What You Need to Know
- Nearly 70% outperformed their Russell 1000 benchmark, according to Bank of America Securities.
- But just 53% of active large-cap funds beat the S&P 500 in May.
- Analyst Todd Rosenbluth doesn’t expect the data will influence the many investors who favor passive large-cap ETFs.
Actively managed large-cap mutual funds had one of their best-performing months ever this May, with nearly 70% outperforming their Russell 1000 benchmark, according to Bank of America Securities.
That’s far more than the 54% of individual stocks that outperformed the index that month. Year-to-date, 62% of actively managed large-cap funds are ahead of their benchmarks, according to BofA.
Core large-cap funds were among the strongest performers in May — 79% outperformed the benchmark — followed by value funds (71%) and growth funds (60%). The BofA Securities data is based on 1,498 large-cap funds.

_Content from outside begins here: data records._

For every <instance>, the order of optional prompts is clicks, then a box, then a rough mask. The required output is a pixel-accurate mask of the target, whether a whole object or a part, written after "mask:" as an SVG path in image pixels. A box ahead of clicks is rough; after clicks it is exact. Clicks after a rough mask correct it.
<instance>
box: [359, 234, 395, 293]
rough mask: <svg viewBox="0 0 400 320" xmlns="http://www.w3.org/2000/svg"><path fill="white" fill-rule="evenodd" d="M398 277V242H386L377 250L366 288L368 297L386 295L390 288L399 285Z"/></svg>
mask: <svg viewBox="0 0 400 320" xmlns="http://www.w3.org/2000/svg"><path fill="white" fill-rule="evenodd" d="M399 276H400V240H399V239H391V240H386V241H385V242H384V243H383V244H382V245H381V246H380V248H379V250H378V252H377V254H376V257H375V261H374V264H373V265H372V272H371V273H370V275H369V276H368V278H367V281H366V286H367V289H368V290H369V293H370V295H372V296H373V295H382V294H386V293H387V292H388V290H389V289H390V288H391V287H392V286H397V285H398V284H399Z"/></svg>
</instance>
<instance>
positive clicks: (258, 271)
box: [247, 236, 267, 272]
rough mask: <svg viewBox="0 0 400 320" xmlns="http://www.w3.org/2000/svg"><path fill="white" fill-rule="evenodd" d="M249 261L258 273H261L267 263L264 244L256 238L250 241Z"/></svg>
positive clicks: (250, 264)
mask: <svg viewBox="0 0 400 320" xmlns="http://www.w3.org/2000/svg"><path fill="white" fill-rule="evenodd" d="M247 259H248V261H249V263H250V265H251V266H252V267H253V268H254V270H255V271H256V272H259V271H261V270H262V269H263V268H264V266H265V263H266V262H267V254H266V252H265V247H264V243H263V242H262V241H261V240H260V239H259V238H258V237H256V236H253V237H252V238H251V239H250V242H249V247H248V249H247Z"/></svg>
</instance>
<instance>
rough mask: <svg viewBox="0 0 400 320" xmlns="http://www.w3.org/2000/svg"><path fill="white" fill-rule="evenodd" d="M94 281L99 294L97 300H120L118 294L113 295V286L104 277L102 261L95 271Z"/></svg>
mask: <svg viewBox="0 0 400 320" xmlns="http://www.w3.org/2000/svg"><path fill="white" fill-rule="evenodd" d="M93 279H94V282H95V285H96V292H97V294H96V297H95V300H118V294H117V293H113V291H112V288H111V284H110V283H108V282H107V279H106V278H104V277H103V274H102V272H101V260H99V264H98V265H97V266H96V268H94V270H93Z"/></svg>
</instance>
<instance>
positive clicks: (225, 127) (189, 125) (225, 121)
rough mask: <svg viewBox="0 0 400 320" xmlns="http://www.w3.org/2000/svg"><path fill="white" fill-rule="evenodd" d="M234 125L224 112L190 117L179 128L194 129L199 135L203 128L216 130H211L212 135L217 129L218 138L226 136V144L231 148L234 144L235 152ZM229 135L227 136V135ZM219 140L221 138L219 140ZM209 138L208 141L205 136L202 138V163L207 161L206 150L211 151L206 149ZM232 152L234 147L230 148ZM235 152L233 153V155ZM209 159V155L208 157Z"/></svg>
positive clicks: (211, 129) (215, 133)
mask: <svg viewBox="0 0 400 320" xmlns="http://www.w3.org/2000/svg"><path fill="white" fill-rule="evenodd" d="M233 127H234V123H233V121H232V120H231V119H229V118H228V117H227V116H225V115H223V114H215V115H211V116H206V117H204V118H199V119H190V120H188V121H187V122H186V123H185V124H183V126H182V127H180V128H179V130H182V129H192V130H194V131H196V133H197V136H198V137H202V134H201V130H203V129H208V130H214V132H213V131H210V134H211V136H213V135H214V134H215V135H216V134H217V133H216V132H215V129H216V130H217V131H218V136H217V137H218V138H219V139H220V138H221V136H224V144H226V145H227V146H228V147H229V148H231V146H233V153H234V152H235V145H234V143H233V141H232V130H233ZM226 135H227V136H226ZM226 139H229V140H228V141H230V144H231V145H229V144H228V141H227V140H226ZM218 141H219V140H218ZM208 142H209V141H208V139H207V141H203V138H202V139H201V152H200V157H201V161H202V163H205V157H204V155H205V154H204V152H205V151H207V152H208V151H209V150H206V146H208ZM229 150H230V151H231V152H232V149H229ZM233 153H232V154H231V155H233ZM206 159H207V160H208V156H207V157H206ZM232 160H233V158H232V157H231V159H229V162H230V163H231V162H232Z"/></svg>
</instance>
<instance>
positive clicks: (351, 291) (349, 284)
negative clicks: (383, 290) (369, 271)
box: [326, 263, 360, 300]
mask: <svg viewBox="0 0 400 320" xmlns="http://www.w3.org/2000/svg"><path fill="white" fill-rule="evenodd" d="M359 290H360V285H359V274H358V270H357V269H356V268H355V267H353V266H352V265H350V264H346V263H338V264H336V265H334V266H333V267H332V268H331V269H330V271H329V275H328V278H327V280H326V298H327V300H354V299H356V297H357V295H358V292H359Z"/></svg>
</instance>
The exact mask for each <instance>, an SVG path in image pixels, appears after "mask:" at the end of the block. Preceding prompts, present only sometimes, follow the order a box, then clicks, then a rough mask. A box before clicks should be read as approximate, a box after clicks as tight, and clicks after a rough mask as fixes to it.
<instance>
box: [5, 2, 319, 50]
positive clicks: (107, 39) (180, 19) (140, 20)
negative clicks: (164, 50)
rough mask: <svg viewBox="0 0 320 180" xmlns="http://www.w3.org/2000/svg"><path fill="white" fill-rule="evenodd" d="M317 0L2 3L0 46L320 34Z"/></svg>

Quantitative active funds posted even better numbers. BofA Securities also reported that 80% of quantitatively focused active funds beat the performance of the Russell 1000 index in May and year-to-date. The reason: their tilt toward value stocks, which has outperformed growth for most months this year, including May.
When its analysts compared the performance of active large-cap funds to the S&P 500, the picture changed. Just 53% of actively managed large-cap funds beat the S&P 500 in May, and 48% beat the index year-to-date.